Multimedya: Miraç
Bölüm sonunda çok tatlış ve marjinal bir not tutturdum. Okumadan geçmeyin derim!
39. Bölüm
‘‘Come on come on turn the radio on
It's Friday night and I won't be long
Gotta do my hair, I put my make up on
It's Friday night and I won't be long’’‘‘Şu sıralar en sevdiğim şarkı!’’
Beren oturduğu yerde melodiye göre ellerini oynatırken kıkırdadı. ‘‘Benimde.’’ deyip ona kıkırdayarak karşılık verdim. Sia, benim en sevdiğim ve en başarılı bulduğum iki kadın sanatçılardan biriydi. Diğeri ise Taylor Swift.

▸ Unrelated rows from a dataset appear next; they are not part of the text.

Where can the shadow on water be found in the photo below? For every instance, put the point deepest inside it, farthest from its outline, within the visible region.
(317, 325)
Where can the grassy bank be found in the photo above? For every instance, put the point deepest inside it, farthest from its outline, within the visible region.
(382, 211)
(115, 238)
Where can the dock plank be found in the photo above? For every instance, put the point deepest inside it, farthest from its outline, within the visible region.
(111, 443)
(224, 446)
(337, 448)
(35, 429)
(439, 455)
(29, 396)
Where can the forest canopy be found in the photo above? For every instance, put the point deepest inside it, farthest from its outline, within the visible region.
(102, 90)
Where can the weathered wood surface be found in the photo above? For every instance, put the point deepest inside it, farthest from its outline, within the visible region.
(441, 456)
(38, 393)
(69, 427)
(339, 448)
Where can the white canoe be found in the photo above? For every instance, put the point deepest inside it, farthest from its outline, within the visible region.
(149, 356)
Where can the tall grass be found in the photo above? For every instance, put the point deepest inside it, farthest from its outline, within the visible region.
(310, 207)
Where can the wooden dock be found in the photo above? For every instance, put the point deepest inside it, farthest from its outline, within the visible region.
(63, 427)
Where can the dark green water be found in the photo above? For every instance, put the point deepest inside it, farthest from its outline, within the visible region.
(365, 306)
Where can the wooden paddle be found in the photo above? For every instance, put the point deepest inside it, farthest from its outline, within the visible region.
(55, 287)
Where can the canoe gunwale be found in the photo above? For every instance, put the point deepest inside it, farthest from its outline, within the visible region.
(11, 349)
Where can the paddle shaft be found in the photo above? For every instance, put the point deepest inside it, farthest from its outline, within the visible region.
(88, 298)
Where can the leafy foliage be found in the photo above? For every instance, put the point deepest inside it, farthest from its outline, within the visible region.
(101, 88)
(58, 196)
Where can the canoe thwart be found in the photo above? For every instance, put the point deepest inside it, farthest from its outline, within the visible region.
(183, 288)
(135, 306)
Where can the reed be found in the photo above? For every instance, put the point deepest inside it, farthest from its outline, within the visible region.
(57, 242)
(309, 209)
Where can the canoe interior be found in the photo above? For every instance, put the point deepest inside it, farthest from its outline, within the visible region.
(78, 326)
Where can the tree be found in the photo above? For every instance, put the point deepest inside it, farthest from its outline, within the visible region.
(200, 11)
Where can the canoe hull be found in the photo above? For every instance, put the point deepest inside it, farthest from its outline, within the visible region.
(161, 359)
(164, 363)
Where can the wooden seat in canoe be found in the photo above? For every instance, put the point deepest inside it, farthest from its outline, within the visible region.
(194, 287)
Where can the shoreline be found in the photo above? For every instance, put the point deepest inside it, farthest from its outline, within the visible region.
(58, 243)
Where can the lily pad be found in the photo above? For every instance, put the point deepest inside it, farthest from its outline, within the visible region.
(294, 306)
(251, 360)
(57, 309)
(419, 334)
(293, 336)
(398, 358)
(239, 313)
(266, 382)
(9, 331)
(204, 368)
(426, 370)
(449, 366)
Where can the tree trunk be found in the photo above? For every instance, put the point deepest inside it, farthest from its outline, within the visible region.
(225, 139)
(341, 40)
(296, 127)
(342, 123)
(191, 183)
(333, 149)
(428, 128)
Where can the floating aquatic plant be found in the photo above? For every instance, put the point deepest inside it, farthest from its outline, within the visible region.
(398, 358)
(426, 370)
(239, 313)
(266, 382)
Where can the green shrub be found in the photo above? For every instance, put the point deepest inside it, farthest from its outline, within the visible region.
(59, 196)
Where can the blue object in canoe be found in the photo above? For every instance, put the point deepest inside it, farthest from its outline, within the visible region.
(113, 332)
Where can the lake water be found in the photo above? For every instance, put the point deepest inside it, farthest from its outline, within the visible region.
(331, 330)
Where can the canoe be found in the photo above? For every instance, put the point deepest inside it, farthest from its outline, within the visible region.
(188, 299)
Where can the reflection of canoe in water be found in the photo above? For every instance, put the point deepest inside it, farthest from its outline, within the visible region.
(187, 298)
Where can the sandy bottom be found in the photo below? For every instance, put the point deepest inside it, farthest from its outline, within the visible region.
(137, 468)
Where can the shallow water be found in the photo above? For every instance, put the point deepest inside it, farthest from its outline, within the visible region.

Şarkı nakarat kısmına gelirken Beren bu dünyadan soyutlanmış bir şekilde telefonuna bakmaya başladı. Telefonunu bana doğru tuttu ve ‘‘Bu çocuk manyak.’’ diye homurdandı.
İstediğin kadar benden ve aramalarımdan kaç, güzelim. GPS'ten her saniye nerede olduğunu takip edebiliyorum.
‘‘Çok fazla...’’ deyip sustum. Beren'in daha birkaç dakika öncesinde kahkahalara boğulan sevecen yüzü Bertuğ Bey'den gelen bir mesajla yok olmuştu. Üstelik Marmaris konusu açıldıktan sonra bu tatilde üzülmeyeceğimize dair söz vermiştik ve iki dakika mutlu kalamıyorduk.
‘‘Söyle.Söyle.Çekinme.’’
‘‘Takıntı derecesinde bir kıskançlığı var Beren.’’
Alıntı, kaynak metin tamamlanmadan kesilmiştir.